A can avoid having to make an expected payment of more than 1/3 by choosing A1 with probability 1/6 and A2 with probability 5/6, no matter what B chooses. B can ensure an expected gain of at least 1/3 by using a randomized strategy of choosing B1 with probability 1/3 and B2 with probability 2/3, no matter what A chooses. These mixed minimax strategies are now stable and cannot be improved.

John von Neumann proved the Minimax theorem in 1928, stating that such strategies always exist in two-person zero-sum games and can be found by solving a set of simultaneous equations.

Minimax in the face of uncertainty

Minimax theory has been extended to decisions where there is no other player, but where the consequences of decisions depend on unknown facts. For example, deciding to prospect for minerals entails a cost which will be wasted if the minerals are not present, but will bring major rewards if they are. One approach is to treat this as a game against nature, and using a similar mindset as Murphy's law, take an approach which minimizes the maximum expected loss, using the same techniques as in the two-person zero-sum games.

In addition, expectiminimax trees have been developed, for two-player games in which chance (for example, dice) is a factor.

Minimax in non-zero-sum games

If games have a non-zero-sum in terms of the payoffs between the players, apparently non-optimal strategies may evolve. For example in the prisoner's dilemma, the minimax strategy for each prisoner is to betray the other even though they would each do better if neither confessed their guilt. So, for non-zero-sum games, minimax is not necessarily the best strategy.
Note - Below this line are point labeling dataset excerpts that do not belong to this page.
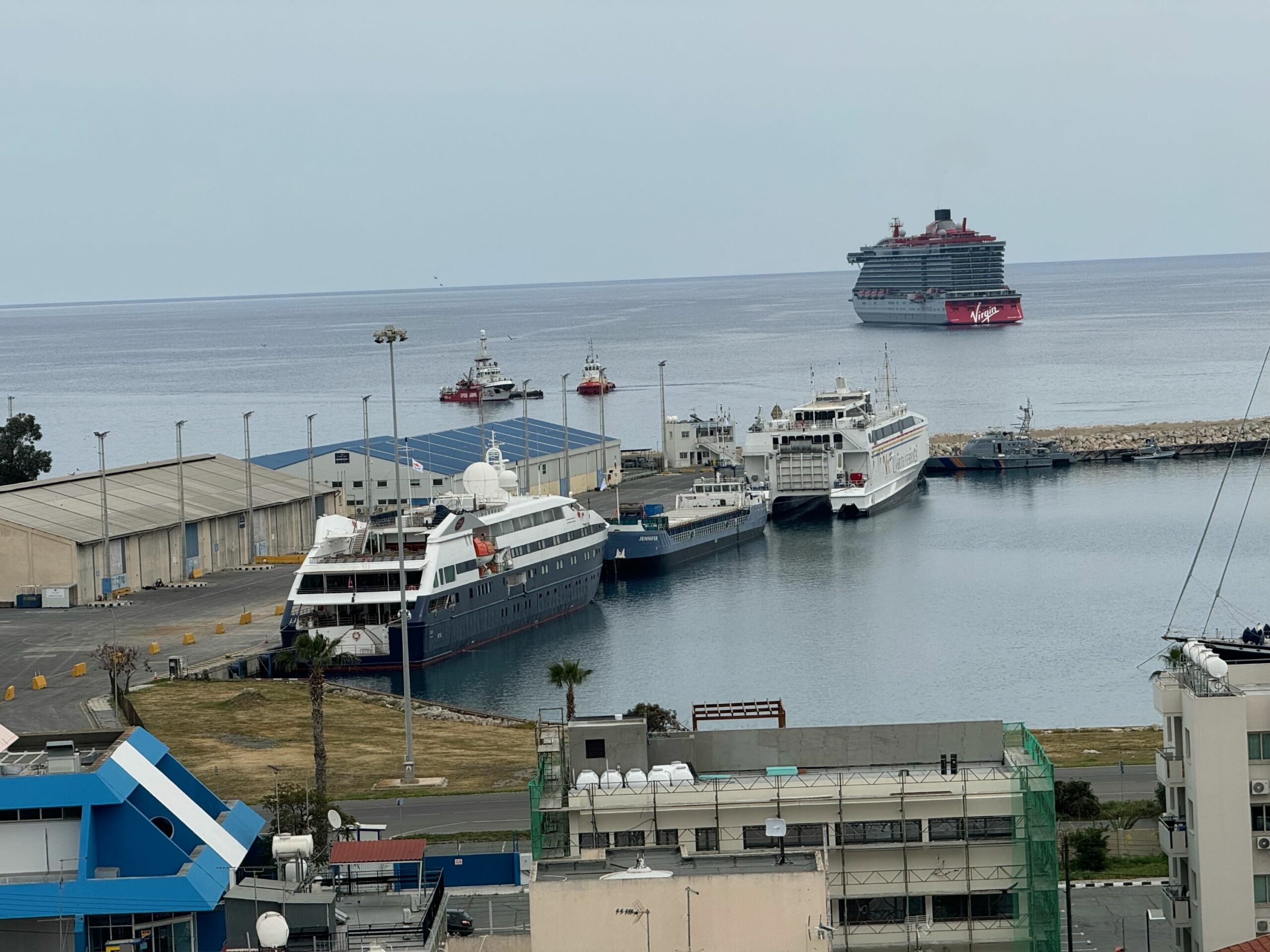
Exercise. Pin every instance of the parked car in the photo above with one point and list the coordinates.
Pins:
(457, 923)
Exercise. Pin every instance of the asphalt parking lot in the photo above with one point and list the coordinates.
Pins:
(50, 642)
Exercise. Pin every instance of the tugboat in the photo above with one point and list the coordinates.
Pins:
(593, 380)
(1005, 450)
(484, 382)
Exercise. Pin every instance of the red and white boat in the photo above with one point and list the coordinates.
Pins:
(593, 380)
(484, 382)
(948, 276)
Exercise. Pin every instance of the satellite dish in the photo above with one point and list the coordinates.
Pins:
(272, 930)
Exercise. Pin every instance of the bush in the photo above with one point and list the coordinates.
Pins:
(1089, 848)
(1075, 800)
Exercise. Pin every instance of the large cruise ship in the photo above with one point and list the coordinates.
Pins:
(838, 450)
(947, 276)
(479, 567)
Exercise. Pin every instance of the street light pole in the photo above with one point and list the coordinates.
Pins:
(106, 520)
(564, 402)
(247, 466)
(313, 499)
(604, 436)
(366, 452)
(525, 429)
(181, 503)
(391, 336)
(661, 375)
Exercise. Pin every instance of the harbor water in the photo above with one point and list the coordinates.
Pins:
(1021, 595)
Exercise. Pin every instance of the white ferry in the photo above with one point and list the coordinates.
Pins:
(479, 567)
(838, 450)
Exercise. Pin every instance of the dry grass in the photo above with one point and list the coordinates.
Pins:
(229, 733)
(1070, 747)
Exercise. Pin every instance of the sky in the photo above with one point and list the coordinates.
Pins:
(198, 149)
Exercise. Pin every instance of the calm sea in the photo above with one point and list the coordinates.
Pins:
(1029, 597)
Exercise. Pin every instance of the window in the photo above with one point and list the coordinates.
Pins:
(797, 834)
(991, 828)
(879, 832)
(951, 828)
(881, 909)
(992, 905)
(945, 909)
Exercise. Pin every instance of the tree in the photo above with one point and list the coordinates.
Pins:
(659, 719)
(19, 460)
(1089, 848)
(1075, 800)
(120, 662)
(568, 674)
(317, 653)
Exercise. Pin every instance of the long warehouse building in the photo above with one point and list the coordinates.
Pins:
(434, 464)
(51, 530)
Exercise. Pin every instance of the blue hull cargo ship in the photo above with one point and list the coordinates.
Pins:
(717, 513)
(479, 565)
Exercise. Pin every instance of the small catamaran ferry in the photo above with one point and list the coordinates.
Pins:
(479, 565)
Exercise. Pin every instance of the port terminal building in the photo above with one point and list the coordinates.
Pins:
(432, 464)
(876, 837)
(108, 842)
(51, 530)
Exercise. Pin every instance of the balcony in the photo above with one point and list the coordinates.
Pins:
(1176, 905)
(1174, 838)
(1170, 767)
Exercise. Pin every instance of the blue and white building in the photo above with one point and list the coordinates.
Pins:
(434, 464)
(106, 841)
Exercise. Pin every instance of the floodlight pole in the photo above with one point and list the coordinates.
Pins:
(106, 520)
(525, 429)
(181, 503)
(366, 451)
(313, 500)
(661, 375)
(247, 465)
(391, 336)
(564, 403)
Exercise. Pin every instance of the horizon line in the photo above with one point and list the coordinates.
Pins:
(532, 285)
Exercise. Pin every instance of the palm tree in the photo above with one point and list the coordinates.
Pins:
(568, 674)
(317, 653)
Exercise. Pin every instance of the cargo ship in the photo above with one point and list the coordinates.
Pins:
(715, 513)
(948, 276)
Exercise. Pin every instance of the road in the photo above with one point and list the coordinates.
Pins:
(51, 642)
(463, 813)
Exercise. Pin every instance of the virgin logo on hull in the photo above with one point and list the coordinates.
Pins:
(965, 313)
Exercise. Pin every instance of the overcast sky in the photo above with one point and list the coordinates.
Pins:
(166, 150)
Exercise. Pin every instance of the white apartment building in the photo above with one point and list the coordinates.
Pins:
(1216, 770)
(929, 834)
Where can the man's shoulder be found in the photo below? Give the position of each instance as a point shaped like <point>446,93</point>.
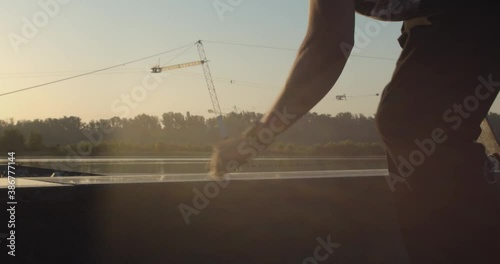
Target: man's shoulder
<point>388,10</point>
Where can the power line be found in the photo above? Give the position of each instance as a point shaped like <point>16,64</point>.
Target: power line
<point>100,70</point>
<point>289,49</point>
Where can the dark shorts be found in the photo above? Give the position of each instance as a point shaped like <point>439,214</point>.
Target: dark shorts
<point>444,84</point>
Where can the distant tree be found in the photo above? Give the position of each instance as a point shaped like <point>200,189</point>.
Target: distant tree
<point>12,140</point>
<point>35,141</point>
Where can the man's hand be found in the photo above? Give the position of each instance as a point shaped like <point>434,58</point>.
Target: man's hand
<point>228,156</point>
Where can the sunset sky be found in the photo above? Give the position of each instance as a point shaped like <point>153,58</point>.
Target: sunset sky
<point>76,36</point>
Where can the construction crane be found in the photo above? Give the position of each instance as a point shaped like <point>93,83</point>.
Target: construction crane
<point>343,97</point>
<point>210,84</point>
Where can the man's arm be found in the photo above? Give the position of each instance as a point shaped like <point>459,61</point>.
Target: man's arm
<point>318,65</point>
<point>320,60</point>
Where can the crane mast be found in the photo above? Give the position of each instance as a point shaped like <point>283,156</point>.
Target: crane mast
<point>211,90</point>
<point>208,77</point>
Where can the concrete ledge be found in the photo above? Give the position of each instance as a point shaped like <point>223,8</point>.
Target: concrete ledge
<point>256,220</point>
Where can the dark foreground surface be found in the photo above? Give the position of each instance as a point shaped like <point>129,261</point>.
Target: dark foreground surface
<point>263,218</point>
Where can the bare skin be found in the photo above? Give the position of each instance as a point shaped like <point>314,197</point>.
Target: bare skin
<point>318,65</point>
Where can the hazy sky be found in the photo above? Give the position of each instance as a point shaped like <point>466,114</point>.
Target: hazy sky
<point>41,44</point>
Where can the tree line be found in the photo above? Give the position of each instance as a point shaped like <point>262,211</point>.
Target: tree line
<point>314,134</point>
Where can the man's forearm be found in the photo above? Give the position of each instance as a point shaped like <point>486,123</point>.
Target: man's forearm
<point>319,62</point>
<point>311,78</point>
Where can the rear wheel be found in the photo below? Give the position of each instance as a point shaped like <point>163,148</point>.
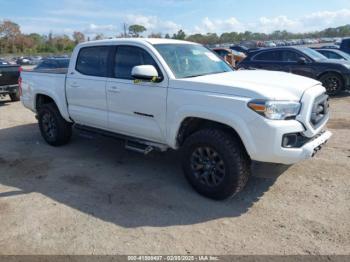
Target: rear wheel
<point>55,130</point>
<point>14,96</point>
<point>215,163</point>
<point>332,82</point>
Philosopher John Rawls reasoned in his book, A Theory of Justice that if one is put behind a "veil of ignorance", the so-called original position, about one's present station in life, one will formulate a concept of a just society using the maximin principle. According to this principle people should pick the one society that offers the least bad alternative, meaning they should pick the society that has its least fortunate individuals in the least unfortunate situation. (However, in realistic scenarios, any social order will have some individual who suffers grave misfortune, leaving the principle with little or no real efficacy; hence, Rawls amends the conclusion so that ostensibly representative members of the least fortunate class should be most fortunate.)